In the present study, Northern blot was performed to investigate the expression pattern of the pta in various tissues of P. ternata. The result showed that the pta mRNA could be detected in all the tested tissues including inflorescence, root, stem and leaf, indicating that the pta was a constitutively expressing gene. The presence of multicopies of mannose-binding lectin gene in the genome has been reported in some plant species, particularly those belonging to Amaryllidaceae and Araceae families10, 15, 16, 20. Southern blot analysis in the current study indicated that the pta belonged to a low copy gene family, which was different from most of the mannose-binding lectin genes from other Araceae and Amaryllideae species10, 14, 15, 17, 20 although extensive sequence homologies were found among PTA and other Araceae species such as CEA and AMA.

Earlier studies showed that many mannose-binding lectins from monocotyledonous families Amaryllidaceae and Araceae had more or less insecticidal activities in feeding experiments with both artificial and transgenic plants2, 4, 5, 8, 9. It was also found that the insecticidal activities of lectins were directly proportional to the number of subunits possessed by lectins. Tetrameric lectins had generally higher insecticidal activities than dimeric lectins16. Recent insect bioassay studies showed that lectins (tetrameric) from P. pedatisecta and P. ternata had significant insecticidal activities towards cotton aphids (A. gossypii Glover) and peach potato aphids (M. persicae Sulzer)8, 9. Our current aphid artificial bioassay result is consistent with the previous result on feeding aphids with purified PTA isolated from the plant tubers8, indicating the potential utilization of the pta gene in crop protection against aphids by genetic engineering.

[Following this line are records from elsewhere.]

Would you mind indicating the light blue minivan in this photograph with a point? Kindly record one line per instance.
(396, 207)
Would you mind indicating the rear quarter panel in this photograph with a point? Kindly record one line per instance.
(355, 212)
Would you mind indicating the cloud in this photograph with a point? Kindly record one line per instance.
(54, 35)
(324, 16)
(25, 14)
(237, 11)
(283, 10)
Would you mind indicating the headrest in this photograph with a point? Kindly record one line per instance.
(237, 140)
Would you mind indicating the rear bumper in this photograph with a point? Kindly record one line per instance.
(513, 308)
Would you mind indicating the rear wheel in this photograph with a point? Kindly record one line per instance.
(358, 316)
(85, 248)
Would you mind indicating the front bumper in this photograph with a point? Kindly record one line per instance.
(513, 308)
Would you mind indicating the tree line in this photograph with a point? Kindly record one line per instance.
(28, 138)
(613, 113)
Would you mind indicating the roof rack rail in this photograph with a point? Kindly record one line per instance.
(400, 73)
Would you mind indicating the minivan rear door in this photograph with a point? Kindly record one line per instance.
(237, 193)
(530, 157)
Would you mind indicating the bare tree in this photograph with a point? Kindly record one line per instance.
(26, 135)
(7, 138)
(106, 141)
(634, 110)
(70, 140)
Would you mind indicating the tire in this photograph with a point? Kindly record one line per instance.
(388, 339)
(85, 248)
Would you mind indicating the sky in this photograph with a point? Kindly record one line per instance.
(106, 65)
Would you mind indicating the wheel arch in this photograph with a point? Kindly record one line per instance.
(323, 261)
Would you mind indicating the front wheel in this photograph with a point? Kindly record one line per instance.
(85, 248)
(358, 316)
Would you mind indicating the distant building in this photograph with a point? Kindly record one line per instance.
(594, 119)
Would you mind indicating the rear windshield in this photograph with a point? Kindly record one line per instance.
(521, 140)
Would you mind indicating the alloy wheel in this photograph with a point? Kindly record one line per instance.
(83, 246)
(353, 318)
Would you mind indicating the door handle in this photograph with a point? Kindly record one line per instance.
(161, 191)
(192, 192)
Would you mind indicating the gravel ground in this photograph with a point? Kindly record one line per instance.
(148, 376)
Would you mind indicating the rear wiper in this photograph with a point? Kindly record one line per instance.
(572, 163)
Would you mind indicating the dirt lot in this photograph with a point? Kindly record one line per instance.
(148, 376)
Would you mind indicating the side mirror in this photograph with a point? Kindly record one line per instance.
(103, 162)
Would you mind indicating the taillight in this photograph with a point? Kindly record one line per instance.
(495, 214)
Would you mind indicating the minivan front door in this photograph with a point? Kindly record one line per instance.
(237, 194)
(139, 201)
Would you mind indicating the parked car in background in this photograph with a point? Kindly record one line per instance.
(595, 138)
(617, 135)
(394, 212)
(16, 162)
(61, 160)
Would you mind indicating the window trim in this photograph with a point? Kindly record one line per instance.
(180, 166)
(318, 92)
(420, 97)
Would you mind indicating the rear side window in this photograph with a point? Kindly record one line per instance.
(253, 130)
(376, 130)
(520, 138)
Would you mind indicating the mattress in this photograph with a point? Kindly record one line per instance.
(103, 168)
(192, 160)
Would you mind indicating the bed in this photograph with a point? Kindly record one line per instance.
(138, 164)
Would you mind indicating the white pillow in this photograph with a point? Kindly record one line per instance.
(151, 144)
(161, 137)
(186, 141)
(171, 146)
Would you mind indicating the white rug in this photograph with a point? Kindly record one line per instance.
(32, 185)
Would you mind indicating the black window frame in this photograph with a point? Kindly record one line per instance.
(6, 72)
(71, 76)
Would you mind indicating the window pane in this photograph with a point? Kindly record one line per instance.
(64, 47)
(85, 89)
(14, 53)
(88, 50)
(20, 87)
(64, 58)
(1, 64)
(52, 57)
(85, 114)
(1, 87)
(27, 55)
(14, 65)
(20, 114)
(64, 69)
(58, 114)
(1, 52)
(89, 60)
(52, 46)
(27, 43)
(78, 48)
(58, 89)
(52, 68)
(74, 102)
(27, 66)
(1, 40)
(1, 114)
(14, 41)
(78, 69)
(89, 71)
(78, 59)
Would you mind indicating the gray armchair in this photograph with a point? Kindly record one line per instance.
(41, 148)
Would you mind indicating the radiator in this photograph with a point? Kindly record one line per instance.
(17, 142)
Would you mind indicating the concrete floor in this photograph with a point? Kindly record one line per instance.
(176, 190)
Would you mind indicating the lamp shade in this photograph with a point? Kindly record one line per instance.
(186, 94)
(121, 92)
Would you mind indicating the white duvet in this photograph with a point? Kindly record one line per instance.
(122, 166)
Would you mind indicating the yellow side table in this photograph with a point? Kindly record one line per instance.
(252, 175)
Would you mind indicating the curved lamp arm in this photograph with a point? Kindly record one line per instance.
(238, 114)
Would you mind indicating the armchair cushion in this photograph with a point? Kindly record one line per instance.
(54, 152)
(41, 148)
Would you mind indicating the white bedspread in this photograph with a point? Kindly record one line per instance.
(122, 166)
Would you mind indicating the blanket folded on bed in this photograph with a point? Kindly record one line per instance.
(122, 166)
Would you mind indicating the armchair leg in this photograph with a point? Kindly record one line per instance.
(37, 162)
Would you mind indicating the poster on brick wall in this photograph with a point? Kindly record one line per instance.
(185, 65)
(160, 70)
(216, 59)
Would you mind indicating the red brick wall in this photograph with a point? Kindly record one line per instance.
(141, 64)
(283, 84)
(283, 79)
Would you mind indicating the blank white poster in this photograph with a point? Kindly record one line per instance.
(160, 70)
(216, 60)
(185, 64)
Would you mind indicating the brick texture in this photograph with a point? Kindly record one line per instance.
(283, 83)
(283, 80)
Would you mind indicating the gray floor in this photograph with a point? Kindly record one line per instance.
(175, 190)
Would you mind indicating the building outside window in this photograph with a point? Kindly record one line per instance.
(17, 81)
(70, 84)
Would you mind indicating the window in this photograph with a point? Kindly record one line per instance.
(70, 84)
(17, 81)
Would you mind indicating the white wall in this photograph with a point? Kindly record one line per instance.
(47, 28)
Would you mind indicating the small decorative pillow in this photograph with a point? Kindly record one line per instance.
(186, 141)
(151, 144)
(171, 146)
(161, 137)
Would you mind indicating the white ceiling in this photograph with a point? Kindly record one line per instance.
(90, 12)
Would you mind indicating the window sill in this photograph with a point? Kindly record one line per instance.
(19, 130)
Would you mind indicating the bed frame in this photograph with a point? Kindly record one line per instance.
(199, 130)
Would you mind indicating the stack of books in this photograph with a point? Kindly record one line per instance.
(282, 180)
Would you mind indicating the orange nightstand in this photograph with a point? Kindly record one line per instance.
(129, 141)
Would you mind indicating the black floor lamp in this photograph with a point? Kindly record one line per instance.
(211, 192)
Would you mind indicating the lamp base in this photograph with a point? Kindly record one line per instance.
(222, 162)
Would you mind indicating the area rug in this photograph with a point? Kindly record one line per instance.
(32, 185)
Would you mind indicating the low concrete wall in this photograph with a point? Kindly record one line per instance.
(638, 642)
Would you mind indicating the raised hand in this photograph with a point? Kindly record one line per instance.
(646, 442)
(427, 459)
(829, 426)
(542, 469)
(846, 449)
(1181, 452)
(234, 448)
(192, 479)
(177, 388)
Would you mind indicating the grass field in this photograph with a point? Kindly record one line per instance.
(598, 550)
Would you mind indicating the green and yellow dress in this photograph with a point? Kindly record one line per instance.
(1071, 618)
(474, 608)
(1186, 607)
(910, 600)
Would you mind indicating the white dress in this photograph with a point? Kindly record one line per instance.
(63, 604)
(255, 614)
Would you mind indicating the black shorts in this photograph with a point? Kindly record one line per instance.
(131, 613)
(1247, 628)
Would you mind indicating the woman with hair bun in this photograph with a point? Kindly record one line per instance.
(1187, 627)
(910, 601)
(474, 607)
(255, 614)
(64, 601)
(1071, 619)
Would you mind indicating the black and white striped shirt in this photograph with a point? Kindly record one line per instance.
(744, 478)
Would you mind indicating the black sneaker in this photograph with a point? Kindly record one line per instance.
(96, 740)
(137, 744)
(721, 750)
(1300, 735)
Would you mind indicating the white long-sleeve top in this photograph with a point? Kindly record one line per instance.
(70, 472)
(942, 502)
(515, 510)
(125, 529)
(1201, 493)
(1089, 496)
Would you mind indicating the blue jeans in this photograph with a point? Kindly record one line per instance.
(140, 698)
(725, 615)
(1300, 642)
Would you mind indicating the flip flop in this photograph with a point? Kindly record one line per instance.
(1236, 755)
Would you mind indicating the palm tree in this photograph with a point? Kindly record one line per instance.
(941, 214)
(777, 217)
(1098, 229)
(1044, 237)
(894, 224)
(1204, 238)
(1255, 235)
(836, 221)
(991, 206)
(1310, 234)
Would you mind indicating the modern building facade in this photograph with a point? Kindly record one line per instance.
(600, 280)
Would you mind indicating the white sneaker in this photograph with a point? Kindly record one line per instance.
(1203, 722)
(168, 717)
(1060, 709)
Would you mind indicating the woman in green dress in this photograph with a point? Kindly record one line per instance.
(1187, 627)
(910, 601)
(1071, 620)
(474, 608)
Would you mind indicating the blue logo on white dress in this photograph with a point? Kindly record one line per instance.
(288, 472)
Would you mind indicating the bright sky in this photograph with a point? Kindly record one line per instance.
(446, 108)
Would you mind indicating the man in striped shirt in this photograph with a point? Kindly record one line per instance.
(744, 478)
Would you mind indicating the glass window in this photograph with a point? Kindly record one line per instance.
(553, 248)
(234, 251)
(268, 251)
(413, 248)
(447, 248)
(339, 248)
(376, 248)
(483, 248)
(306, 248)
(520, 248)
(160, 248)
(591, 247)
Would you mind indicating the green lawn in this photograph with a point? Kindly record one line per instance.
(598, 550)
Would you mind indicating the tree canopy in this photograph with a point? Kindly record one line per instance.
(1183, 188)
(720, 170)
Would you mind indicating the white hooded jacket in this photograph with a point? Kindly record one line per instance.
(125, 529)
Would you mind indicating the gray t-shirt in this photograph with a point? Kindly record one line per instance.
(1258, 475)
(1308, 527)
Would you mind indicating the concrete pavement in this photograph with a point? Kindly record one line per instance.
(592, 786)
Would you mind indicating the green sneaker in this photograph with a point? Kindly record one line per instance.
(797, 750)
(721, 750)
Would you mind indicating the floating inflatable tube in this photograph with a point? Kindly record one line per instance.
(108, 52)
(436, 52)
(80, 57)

In addition to anti-pest properties, recent studies showed that some mannose-binding lectins from monocotyledonous species such as gastrodianin from Ochidaceae also had antifungal properties21. The cloning of P. ternata lectin gene will enable us to further test its role in depth in controlling pests and fungal diseases by transferring the gene into crop plants.